The cornerstone of medical negligence case law in the UK is the concept of consent – patients are required to be fully informed of the risks of treatment before continuing. As a result, patients are normally required to sign consent forms setting out the risks of treatment before any but the most common procedures are carried out.
ii Notable cases
The most significant recent case is the Supreme Court decision in Montgomery v. Lanarkshire Health Board, which revisited a patient's right to information about the risks of a procedure in light of societal changes in the doctor–patient relationship. The judgment noted that patients are 'now widely regarded as persons holding rights, rather than as the passive recipients of the care of the medical profession' (Paragraph 75) as the duty of doctors is 'to take reasonable care to ensure that a patient is aware of material risks of injury that are inherent in treatment . . . a duty of care to avoid exposing a person to a risk of injury which she would otherwise have avoided'.

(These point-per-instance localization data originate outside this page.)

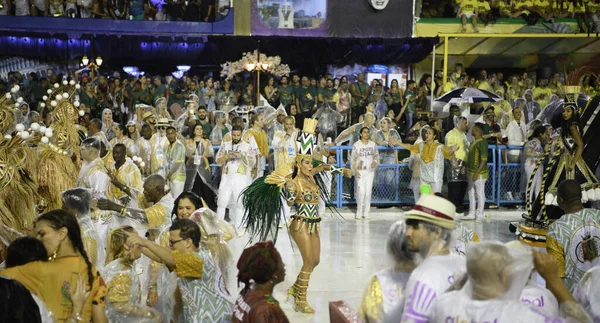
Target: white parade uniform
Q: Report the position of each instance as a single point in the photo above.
(457, 307)
(429, 280)
(284, 152)
(363, 156)
(93, 176)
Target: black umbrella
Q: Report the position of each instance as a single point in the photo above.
(468, 95)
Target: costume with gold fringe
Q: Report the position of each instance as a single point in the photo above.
(262, 202)
(545, 209)
(57, 167)
(18, 184)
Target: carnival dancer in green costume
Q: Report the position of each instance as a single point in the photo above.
(299, 186)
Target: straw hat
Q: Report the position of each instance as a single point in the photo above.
(435, 210)
(163, 122)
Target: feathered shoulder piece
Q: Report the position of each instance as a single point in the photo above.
(262, 206)
(310, 125)
(280, 175)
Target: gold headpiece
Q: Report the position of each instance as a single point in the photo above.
(306, 140)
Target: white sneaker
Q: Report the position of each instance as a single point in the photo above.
(469, 217)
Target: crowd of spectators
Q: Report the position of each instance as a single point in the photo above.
(586, 11)
(396, 117)
(171, 10)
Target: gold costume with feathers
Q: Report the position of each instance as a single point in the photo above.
(57, 168)
(18, 187)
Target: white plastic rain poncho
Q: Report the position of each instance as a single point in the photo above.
(587, 293)
(221, 128)
(215, 233)
(383, 300)
(432, 277)
(497, 276)
(123, 302)
(328, 120)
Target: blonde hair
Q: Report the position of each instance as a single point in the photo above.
(115, 248)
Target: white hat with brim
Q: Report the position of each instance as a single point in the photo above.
(435, 210)
(163, 122)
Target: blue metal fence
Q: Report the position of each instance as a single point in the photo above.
(391, 183)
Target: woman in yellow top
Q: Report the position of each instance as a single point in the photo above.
(51, 281)
(432, 155)
(123, 300)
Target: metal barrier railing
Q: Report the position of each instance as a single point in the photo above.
(391, 183)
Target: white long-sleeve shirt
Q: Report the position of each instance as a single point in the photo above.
(363, 155)
(516, 134)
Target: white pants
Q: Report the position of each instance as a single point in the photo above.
(476, 188)
(536, 183)
(176, 188)
(364, 188)
(285, 211)
(435, 186)
(230, 190)
(327, 178)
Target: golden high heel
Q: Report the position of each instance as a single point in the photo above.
(300, 303)
(291, 292)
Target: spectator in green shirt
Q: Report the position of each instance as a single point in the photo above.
(159, 90)
(306, 98)
(410, 96)
(478, 173)
(286, 92)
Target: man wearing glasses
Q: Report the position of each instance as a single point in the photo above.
(237, 159)
(158, 143)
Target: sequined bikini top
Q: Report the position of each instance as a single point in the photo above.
(308, 196)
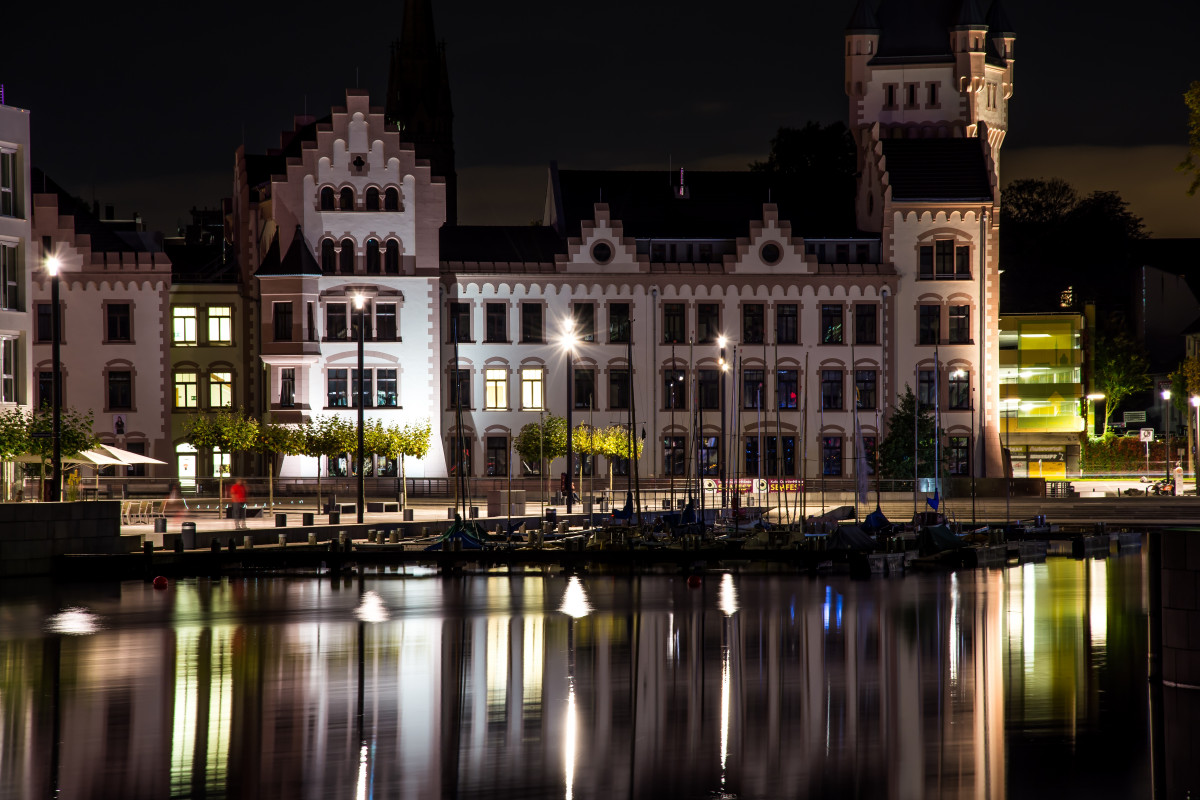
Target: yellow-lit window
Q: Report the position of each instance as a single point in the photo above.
(221, 390)
(186, 390)
(496, 385)
(184, 325)
(220, 325)
(532, 396)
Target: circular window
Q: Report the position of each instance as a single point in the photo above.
(771, 253)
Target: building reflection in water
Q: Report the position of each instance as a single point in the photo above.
(563, 687)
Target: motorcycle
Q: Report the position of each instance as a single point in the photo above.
(1162, 487)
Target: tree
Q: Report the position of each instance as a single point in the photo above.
(541, 441)
(75, 434)
(414, 443)
(1060, 248)
(897, 449)
(1121, 366)
(814, 155)
(275, 440)
(327, 435)
(1192, 163)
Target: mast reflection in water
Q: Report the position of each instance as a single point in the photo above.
(983, 684)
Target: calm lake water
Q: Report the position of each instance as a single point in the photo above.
(1027, 681)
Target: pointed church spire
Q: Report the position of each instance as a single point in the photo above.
(419, 96)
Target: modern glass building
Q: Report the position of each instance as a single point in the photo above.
(1043, 392)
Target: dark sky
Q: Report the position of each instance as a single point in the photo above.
(144, 107)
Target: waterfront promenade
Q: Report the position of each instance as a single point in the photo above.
(1133, 513)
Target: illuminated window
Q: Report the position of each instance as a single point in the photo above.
(220, 325)
(496, 389)
(184, 325)
(187, 391)
(532, 396)
(221, 390)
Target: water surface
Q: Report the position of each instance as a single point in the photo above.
(1015, 683)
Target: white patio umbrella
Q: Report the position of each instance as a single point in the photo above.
(127, 456)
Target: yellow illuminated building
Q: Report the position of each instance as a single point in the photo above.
(1043, 397)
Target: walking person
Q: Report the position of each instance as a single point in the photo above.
(238, 500)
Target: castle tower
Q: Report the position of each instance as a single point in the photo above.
(419, 97)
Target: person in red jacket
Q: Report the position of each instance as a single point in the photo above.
(238, 500)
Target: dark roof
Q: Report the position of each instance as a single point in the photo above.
(945, 169)
(105, 238)
(514, 244)
(299, 259)
(261, 168)
(918, 30)
(718, 205)
(863, 20)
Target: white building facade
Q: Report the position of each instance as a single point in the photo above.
(814, 328)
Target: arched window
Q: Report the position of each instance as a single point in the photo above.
(328, 257)
(372, 257)
(391, 258)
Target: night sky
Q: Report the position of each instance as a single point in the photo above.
(144, 107)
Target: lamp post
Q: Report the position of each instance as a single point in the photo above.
(1091, 411)
(720, 403)
(1167, 441)
(52, 266)
(1195, 453)
(569, 341)
(361, 402)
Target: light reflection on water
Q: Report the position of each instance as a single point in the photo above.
(984, 684)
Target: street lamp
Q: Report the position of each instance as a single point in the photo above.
(720, 403)
(1195, 453)
(361, 402)
(1091, 411)
(52, 266)
(569, 342)
(1167, 414)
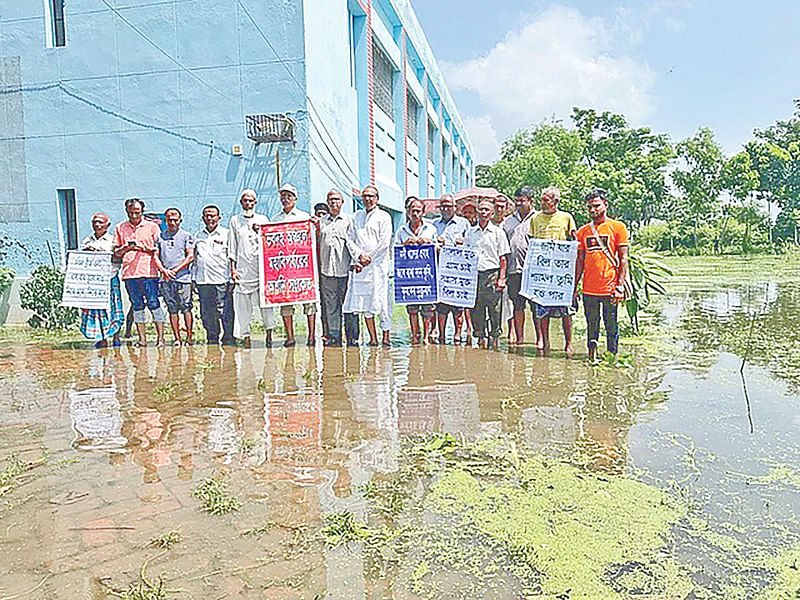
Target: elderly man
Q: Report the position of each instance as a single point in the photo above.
(370, 237)
(136, 243)
(212, 278)
(415, 232)
(335, 260)
(450, 231)
(243, 248)
(491, 245)
(291, 214)
(553, 224)
(518, 242)
(603, 264)
(176, 252)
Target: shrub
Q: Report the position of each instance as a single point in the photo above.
(42, 294)
(6, 278)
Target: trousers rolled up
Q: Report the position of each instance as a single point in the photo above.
(333, 291)
(592, 307)
(243, 305)
(216, 311)
(486, 315)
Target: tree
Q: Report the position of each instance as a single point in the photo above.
(699, 177)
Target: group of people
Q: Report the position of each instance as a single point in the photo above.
(355, 262)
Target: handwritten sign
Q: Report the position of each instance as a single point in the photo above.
(458, 276)
(288, 263)
(87, 283)
(415, 274)
(548, 277)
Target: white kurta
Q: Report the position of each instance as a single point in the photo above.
(368, 291)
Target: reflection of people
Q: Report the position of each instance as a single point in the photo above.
(243, 248)
(292, 214)
(603, 264)
(335, 260)
(100, 324)
(491, 245)
(413, 233)
(370, 236)
(450, 231)
(136, 243)
(212, 278)
(553, 224)
(176, 252)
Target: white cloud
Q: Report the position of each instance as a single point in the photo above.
(484, 139)
(559, 59)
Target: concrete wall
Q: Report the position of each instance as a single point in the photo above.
(146, 99)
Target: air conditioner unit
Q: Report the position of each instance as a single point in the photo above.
(270, 128)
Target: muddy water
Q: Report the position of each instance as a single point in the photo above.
(115, 442)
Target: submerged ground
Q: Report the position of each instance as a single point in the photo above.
(441, 472)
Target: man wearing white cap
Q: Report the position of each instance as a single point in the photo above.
(243, 248)
(292, 214)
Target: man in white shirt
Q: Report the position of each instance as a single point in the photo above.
(335, 260)
(491, 244)
(243, 248)
(451, 230)
(292, 214)
(212, 278)
(370, 235)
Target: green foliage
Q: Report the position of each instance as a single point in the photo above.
(6, 278)
(41, 293)
(215, 498)
(648, 276)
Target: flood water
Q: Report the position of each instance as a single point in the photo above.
(115, 443)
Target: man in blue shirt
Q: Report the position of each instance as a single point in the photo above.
(176, 252)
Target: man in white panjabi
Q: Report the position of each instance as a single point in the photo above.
(370, 236)
(243, 249)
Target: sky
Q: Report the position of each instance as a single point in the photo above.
(671, 65)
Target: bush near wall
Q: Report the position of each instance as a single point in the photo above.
(41, 293)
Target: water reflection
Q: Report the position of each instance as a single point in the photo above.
(298, 432)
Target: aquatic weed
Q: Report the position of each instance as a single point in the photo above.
(215, 497)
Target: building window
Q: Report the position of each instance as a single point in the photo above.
(431, 136)
(382, 70)
(57, 34)
(69, 217)
(412, 108)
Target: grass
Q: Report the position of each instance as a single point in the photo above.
(215, 498)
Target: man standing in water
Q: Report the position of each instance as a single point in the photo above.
(370, 240)
(243, 248)
(603, 264)
(450, 231)
(136, 242)
(212, 278)
(553, 224)
(335, 260)
(292, 214)
(491, 244)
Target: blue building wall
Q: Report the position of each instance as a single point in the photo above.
(148, 99)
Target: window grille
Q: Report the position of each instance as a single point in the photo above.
(412, 110)
(270, 128)
(382, 70)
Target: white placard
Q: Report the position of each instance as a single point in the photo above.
(87, 283)
(548, 277)
(458, 276)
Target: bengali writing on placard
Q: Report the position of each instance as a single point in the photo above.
(458, 276)
(548, 276)
(288, 264)
(415, 274)
(87, 282)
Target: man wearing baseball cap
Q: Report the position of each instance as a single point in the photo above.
(292, 214)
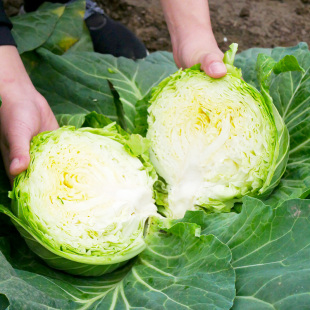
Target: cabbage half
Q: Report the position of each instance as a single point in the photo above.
(83, 202)
(214, 141)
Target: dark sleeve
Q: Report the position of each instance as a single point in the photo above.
(6, 37)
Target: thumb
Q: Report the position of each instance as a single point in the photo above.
(19, 143)
(213, 65)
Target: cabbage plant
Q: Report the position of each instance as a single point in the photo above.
(83, 202)
(214, 141)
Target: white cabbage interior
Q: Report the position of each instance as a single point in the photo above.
(90, 194)
(209, 142)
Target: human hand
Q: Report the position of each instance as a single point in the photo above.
(192, 36)
(23, 114)
(200, 46)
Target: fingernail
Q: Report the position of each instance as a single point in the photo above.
(217, 68)
(14, 163)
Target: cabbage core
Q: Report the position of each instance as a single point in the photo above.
(85, 193)
(213, 140)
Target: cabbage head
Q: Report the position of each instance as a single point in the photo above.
(214, 141)
(83, 202)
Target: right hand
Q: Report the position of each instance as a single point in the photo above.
(24, 113)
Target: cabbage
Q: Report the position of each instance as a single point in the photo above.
(214, 141)
(83, 202)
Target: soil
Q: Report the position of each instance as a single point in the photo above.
(263, 23)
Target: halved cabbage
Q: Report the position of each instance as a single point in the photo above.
(83, 202)
(214, 140)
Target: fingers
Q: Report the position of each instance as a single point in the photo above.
(213, 65)
(19, 142)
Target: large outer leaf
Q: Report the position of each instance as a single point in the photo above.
(132, 80)
(271, 250)
(177, 271)
(291, 95)
(72, 90)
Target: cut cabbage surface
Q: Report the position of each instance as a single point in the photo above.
(85, 195)
(212, 140)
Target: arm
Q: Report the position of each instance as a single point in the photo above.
(24, 112)
(192, 36)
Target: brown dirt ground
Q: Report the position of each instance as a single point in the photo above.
(263, 23)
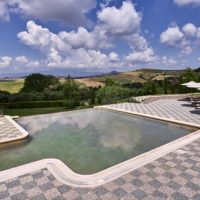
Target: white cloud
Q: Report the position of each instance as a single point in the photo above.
(114, 57)
(190, 29)
(125, 20)
(168, 61)
(187, 2)
(186, 38)
(84, 48)
(171, 36)
(71, 12)
(21, 59)
(187, 50)
(146, 56)
(5, 61)
(4, 13)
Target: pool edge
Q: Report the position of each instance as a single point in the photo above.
(65, 175)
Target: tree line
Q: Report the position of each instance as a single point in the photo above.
(47, 88)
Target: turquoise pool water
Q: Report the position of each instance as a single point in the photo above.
(87, 141)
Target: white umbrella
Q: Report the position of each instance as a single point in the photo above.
(194, 85)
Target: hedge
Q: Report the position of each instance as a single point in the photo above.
(31, 104)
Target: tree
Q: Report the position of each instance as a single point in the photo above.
(38, 82)
(72, 93)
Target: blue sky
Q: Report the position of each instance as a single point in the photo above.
(98, 35)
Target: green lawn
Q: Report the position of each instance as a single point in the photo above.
(12, 86)
(36, 111)
(33, 111)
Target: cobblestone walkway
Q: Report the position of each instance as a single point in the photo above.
(167, 108)
(175, 176)
(8, 131)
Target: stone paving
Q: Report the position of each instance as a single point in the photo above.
(167, 108)
(174, 176)
(7, 130)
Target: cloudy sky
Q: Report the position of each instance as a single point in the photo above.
(98, 35)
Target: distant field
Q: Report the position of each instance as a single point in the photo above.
(90, 82)
(12, 86)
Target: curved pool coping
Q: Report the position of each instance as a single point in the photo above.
(18, 127)
(66, 176)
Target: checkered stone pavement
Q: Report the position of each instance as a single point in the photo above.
(167, 108)
(8, 130)
(175, 176)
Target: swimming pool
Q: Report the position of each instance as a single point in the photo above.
(88, 141)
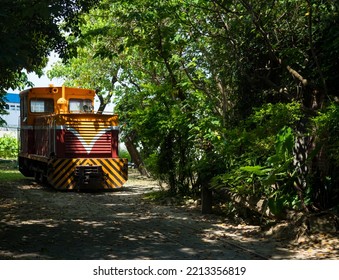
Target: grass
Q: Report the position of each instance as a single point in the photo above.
(9, 171)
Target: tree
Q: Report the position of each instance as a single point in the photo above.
(208, 90)
(29, 31)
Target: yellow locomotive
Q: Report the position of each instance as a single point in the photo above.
(63, 142)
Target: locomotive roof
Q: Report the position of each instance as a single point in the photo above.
(12, 98)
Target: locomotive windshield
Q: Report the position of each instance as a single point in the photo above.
(42, 105)
(80, 105)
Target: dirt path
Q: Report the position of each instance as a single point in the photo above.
(39, 223)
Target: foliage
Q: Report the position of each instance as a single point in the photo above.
(8, 147)
(326, 125)
(29, 31)
(215, 92)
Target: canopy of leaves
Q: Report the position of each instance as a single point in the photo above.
(29, 31)
(208, 89)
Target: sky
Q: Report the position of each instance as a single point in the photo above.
(43, 81)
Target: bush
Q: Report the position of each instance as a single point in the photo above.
(8, 147)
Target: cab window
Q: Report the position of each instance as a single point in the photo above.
(42, 105)
(80, 105)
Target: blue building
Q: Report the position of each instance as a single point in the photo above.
(12, 119)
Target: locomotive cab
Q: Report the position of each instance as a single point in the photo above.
(65, 143)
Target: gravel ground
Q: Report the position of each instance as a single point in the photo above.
(37, 222)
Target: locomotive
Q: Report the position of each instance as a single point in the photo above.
(64, 143)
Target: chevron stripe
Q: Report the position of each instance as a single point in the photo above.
(61, 175)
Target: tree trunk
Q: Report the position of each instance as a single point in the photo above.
(136, 157)
(206, 200)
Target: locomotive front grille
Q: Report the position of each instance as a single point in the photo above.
(88, 176)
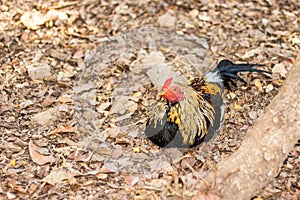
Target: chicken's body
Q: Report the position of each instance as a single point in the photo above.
(187, 115)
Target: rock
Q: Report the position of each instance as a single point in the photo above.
(45, 118)
(167, 20)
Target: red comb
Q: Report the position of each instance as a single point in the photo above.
(167, 83)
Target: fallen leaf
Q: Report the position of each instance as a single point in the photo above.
(63, 129)
(269, 88)
(279, 68)
(37, 157)
(258, 85)
(237, 106)
(57, 175)
(32, 19)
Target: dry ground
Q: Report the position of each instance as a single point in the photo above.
(43, 45)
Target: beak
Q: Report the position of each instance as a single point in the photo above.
(162, 93)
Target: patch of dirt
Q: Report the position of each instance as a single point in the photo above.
(45, 48)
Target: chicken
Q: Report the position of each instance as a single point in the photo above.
(187, 115)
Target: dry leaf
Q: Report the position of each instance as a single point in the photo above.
(32, 19)
(237, 106)
(56, 176)
(258, 84)
(279, 68)
(63, 129)
(37, 157)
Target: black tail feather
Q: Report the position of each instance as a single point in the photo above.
(228, 71)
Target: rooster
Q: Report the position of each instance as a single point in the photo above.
(187, 115)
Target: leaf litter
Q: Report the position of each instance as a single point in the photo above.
(46, 45)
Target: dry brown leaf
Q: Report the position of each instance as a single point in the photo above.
(279, 68)
(57, 175)
(37, 157)
(63, 129)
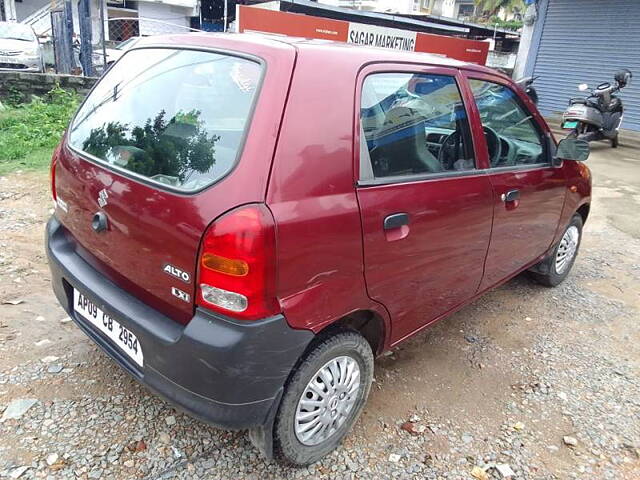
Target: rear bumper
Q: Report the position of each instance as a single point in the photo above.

Much controversy was generated by the case of Dr Hadiza Bawa-Garba, a trainee paediatrician who was found guilty of gross negligence manslaughter in November 2015, following the death of a child after delays in diagnosing septic shock. Dr Bawa-Garba had recently returned to practice following an extended period of maternity leave and the incident occurred towards the end of a 12-hour shift. The case has also sparked a review into such cases and further changes to the law of manslaughter as it applies to healthcare are being considered.